What a mess with DNS and multi WAN
-
I cannot find a definitive answer about the best DNS configuration with a multi WAN setup.
The official documentation says to enable default gateway switching OR enable forwarding mode in unbound.
I don't want to use forwarding mode.
And the guis says about default GW swtiching: "This is not enabled by default, as it's unnecessary in most all scenarios, which instead use gateway groups."I do use gateway groups with policy routing and it's fine for the hosts, but dns is broken when default gateway goes down.
Many guides suggests to put different dns servers on general setup, at lest one per every WAN gateway.
But I read in the forum to leave empty the dns fields on general setup.

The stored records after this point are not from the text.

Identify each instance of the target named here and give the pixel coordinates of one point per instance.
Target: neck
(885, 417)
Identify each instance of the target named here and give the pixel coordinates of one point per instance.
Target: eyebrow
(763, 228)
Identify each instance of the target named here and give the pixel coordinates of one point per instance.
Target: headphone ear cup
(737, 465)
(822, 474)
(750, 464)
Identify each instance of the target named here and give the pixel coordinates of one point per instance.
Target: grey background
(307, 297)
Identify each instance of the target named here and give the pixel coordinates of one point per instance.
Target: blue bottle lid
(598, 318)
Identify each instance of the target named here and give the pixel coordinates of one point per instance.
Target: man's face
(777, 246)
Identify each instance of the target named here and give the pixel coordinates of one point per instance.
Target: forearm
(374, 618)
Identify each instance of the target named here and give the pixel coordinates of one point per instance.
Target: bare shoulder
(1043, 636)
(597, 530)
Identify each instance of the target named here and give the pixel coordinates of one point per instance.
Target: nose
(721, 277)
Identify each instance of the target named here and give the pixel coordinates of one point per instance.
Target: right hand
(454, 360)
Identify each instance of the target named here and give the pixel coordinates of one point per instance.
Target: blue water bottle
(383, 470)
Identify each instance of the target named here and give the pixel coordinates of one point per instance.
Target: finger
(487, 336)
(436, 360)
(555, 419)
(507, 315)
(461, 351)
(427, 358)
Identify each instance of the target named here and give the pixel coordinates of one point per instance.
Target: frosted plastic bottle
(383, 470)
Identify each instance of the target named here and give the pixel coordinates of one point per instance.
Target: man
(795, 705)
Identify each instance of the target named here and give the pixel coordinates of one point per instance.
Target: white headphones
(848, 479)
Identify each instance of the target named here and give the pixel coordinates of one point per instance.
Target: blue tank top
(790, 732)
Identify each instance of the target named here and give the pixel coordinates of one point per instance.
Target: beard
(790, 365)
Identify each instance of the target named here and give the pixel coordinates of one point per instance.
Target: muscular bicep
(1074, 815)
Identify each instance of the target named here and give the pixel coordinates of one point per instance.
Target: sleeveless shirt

So pfsense can use localhost to resolve.So which is the best solution to have dns working and fail over on both hosts and pfsense itself?
Does the following is the solution?- gateway group with all the WAN
- policy routing for hosts to the GW group
- default switching disabled in advanced settings
- empty dns servers on general setup
- "Disable DNS Forwarder" NOT set on general setup
- "DNS server override" NOT set on general setup
- unbound listening on LAN and localhost
- unbound not in forwarding mode
- unbound outgoing interfaces WAN1 and WAN2
-
I would think that unbound able to use outgoing your wans should all you should need.